I'm just kind of confused on this.
#25
Posted 18 August 2005 - 04:17 AM
#26
Posted 25 September 2006 - 12:10 AM
a shame we can't catch a glimpse of benson the playwright.
#27
Posted 10 May 2008 - 07:07 AM
This would be a dream.
#28
Posted 23 May 2008 - 08:55 AM
What would it hurt to publish it if the production rights are still firmly in EON's hands? No harm, I would think.
#29
Posted 23 May 2008 - 08:55 AM
What would it hurt to publish it if the production rights are still firmly in EON's hands? No harm, I would think.
#30
Posted 23 May 2008 - 10:26 AM
EON is the service company that makes the films of the rights the above own.
However, I believe Ian Fleming Publications Limited (IFP - and variants thereto) own publication rights to anything to do with the literary Bond.

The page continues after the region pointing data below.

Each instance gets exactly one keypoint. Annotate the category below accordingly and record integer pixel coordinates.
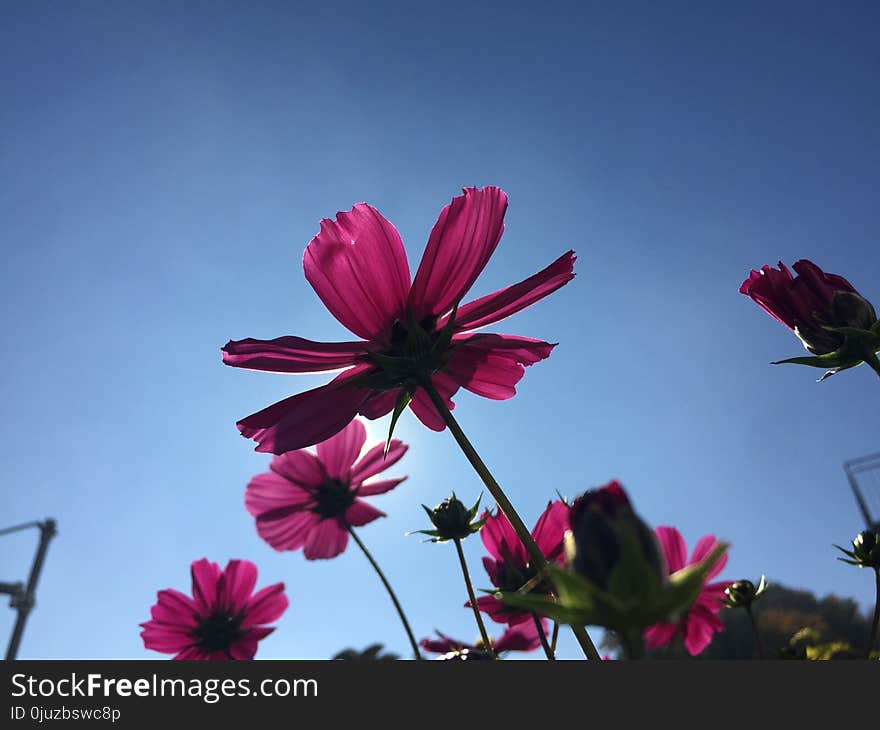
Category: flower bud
(602, 520)
(742, 593)
(865, 552)
(452, 520)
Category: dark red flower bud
(601, 519)
(809, 303)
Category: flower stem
(548, 650)
(487, 643)
(503, 502)
(412, 639)
(875, 626)
(758, 643)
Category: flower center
(333, 498)
(218, 631)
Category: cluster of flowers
(590, 562)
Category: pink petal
(704, 546)
(674, 548)
(460, 245)
(270, 491)
(502, 542)
(292, 354)
(698, 630)
(379, 487)
(325, 540)
(301, 468)
(205, 577)
(265, 606)
(550, 529)
(491, 365)
(521, 637)
(500, 612)
(237, 583)
(192, 653)
(660, 634)
(286, 528)
(173, 607)
(307, 418)
(503, 303)
(163, 638)
(374, 461)
(339, 452)
(443, 645)
(423, 408)
(357, 266)
(361, 513)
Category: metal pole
(24, 602)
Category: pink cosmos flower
(522, 637)
(509, 567)
(310, 500)
(224, 619)
(358, 267)
(701, 621)
(809, 302)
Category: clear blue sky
(163, 165)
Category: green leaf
(544, 607)
(684, 585)
(402, 402)
(632, 576)
(829, 360)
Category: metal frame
(23, 597)
(854, 467)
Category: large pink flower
(809, 302)
(310, 500)
(224, 619)
(701, 620)
(522, 637)
(358, 267)
(509, 567)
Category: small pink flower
(358, 268)
(509, 567)
(809, 302)
(522, 637)
(224, 619)
(310, 500)
(701, 620)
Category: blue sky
(163, 165)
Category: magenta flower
(409, 330)
(809, 302)
(701, 620)
(310, 500)
(509, 567)
(522, 637)
(224, 619)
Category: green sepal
(403, 400)
(582, 603)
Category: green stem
(875, 626)
(634, 644)
(759, 645)
(874, 363)
(537, 557)
(412, 639)
(487, 643)
(548, 650)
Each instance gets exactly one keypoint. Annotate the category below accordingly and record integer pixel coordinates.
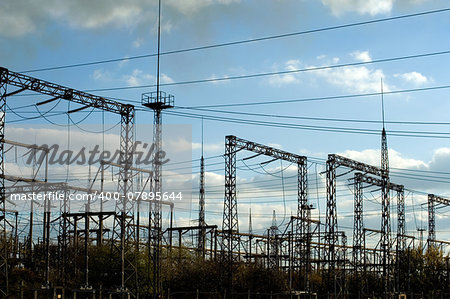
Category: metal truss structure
(433, 201)
(122, 232)
(230, 229)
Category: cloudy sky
(266, 78)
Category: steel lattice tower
(157, 101)
(358, 226)
(385, 213)
(3, 237)
(273, 243)
(201, 214)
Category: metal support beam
(230, 227)
(3, 237)
(433, 200)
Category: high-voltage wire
(233, 43)
(418, 134)
(266, 74)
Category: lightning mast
(385, 213)
(157, 101)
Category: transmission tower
(385, 214)
(157, 101)
(273, 246)
(201, 215)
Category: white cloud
(21, 17)
(363, 56)
(413, 77)
(138, 77)
(371, 7)
(373, 157)
(208, 147)
(290, 78)
(354, 79)
(189, 7)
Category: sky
(246, 88)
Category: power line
(257, 75)
(234, 43)
(317, 98)
(313, 118)
(313, 128)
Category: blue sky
(49, 33)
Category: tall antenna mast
(385, 202)
(159, 49)
(201, 202)
(157, 101)
(382, 100)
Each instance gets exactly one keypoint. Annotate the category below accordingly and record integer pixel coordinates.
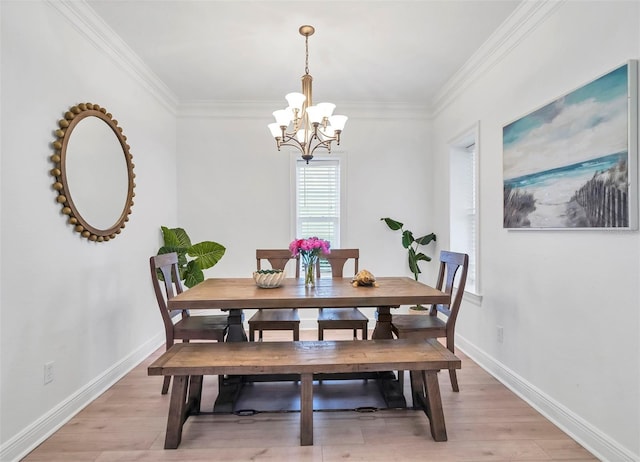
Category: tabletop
(242, 293)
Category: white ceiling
(362, 51)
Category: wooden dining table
(237, 294)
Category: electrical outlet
(48, 372)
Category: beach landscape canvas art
(571, 164)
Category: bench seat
(188, 362)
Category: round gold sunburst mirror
(93, 172)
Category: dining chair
(275, 319)
(431, 325)
(209, 327)
(342, 318)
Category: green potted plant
(412, 243)
(205, 254)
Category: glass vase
(310, 271)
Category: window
(317, 199)
(463, 203)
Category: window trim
(340, 156)
(467, 137)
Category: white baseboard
(591, 438)
(29, 438)
(599, 444)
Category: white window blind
(463, 206)
(318, 200)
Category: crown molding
(94, 29)
(263, 109)
(525, 18)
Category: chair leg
(165, 384)
(454, 379)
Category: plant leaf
(175, 237)
(206, 253)
(394, 225)
(192, 274)
(424, 240)
(407, 239)
(422, 257)
(413, 263)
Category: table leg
(306, 409)
(236, 331)
(383, 324)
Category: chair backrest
(450, 263)
(169, 287)
(277, 258)
(337, 259)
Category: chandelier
(303, 125)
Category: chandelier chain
(306, 58)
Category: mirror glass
(96, 173)
(93, 172)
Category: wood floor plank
(485, 422)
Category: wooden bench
(188, 362)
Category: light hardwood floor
(485, 422)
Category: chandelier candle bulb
(303, 125)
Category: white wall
(88, 307)
(568, 300)
(234, 186)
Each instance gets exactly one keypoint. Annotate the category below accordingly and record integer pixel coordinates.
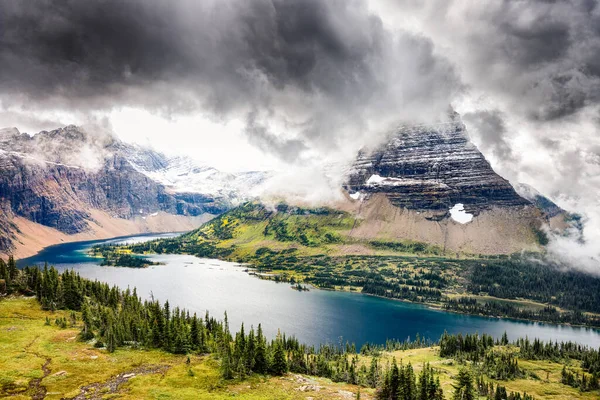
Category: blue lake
(316, 316)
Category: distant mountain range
(67, 184)
(426, 183)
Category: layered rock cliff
(431, 184)
(432, 168)
(61, 179)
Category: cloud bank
(312, 81)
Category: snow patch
(459, 214)
(375, 179)
(355, 196)
(391, 181)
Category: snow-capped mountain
(76, 182)
(182, 174)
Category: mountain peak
(432, 167)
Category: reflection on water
(314, 317)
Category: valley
(313, 246)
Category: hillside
(46, 360)
(316, 247)
(69, 184)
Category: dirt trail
(35, 387)
(37, 390)
(100, 389)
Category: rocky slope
(432, 168)
(431, 184)
(68, 180)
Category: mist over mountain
(303, 85)
(88, 185)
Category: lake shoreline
(209, 286)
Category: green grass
(26, 342)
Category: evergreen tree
(279, 363)
(464, 388)
(261, 364)
(12, 269)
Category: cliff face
(431, 184)
(56, 179)
(432, 168)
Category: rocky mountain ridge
(58, 179)
(432, 168)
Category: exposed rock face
(432, 168)
(57, 178)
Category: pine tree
(261, 364)
(3, 270)
(464, 389)
(12, 269)
(279, 364)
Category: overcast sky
(268, 84)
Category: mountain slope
(431, 184)
(91, 185)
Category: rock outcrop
(59, 178)
(432, 168)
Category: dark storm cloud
(329, 69)
(491, 132)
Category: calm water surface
(317, 316)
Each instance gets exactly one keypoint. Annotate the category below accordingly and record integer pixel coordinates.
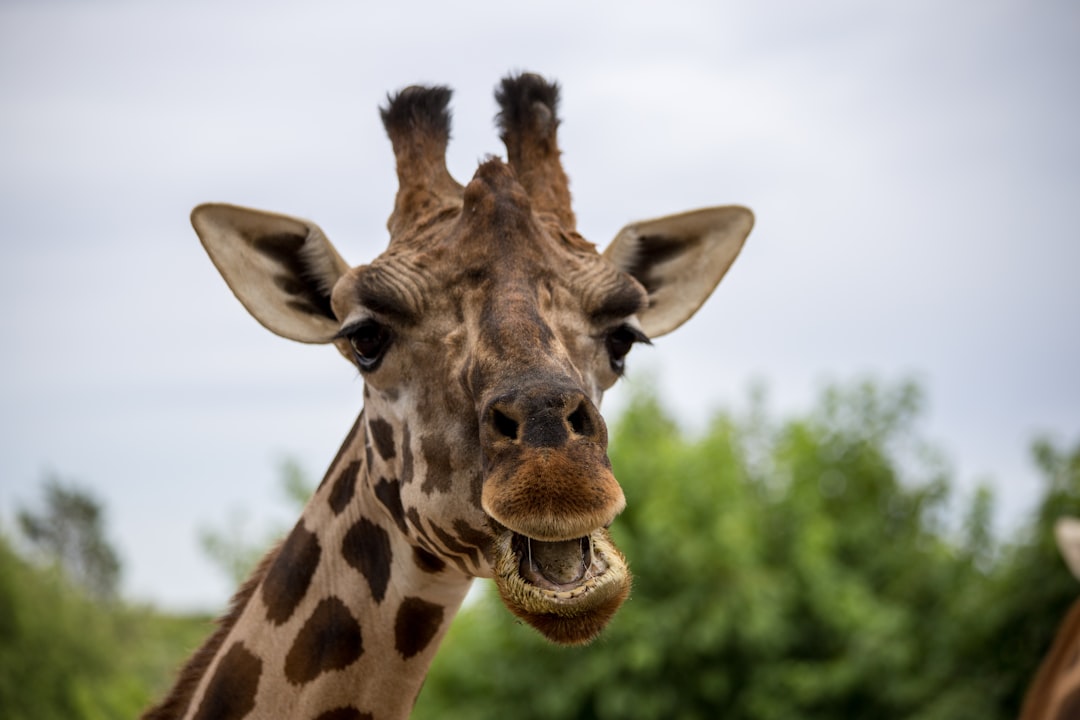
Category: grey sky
(915, 170)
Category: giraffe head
(486, 335)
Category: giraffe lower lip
(566, 612)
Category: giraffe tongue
(555, 565)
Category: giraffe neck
(341, 620)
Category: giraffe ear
(679, 259)
(280, 268)
(1067, 534)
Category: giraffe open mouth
(567, 589)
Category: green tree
(804, 569)
(69, 531)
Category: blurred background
(914, 168)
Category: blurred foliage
(800, 570)
(67, 653)
(70, 532)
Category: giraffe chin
(568, 591)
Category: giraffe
(485, 335)
(1054, 693)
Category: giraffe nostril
(580, 422)
(504, 424)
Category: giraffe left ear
(280, 268)
(679, 259)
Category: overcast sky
(914, 166)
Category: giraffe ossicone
(485, 334)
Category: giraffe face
(486, 335)
(487, 343)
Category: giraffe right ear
(281, 269)
(679, 259)
(1067, 534)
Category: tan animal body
(486, 335)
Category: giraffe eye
(369, 341)
(618, 341)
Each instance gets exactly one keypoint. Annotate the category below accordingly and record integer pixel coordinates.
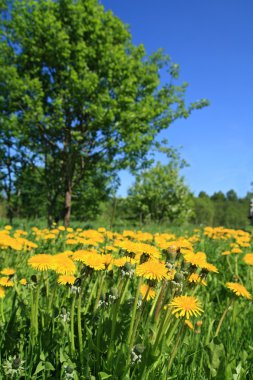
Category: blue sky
(211, 40)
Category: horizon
(211, 43)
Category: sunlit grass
(97, 304)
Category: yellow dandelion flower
(210, 267)
(186, 306)
(226, 253)
(238, 289)
(197, 259)
(121, 261)
(195, 278)
(189, 324)
(107, 259)
(2, 292)
(236, 250)
(152, 270)
(171, 274)
(8, 271)
(42, 262)
(66, 279)
(4, 281)
(64, 265)
(248, 259)
(151, 292)
(94, 261)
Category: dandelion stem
(223, 317)
(72, 321)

I do not know for sure who owns theatrical rights to Bond. I guess IFP does (Danjaq et al have the film and TV character rights to Bond and first refusal on subsequent novels).
My guess is that IFP seem to be anxious to promote:
1 Sebastian Faulks' Devil May Care (and any subsequent "adult" Bond novels)
2 Charlie Higson's Young Bond (which may go to a second series)
3 the original Ian Fleming novels
4 Samantha Weinberg's Moneypenny Diaries
I have a feeling that the stage play is owned by IFP and it will not see the light of day in the immediate future.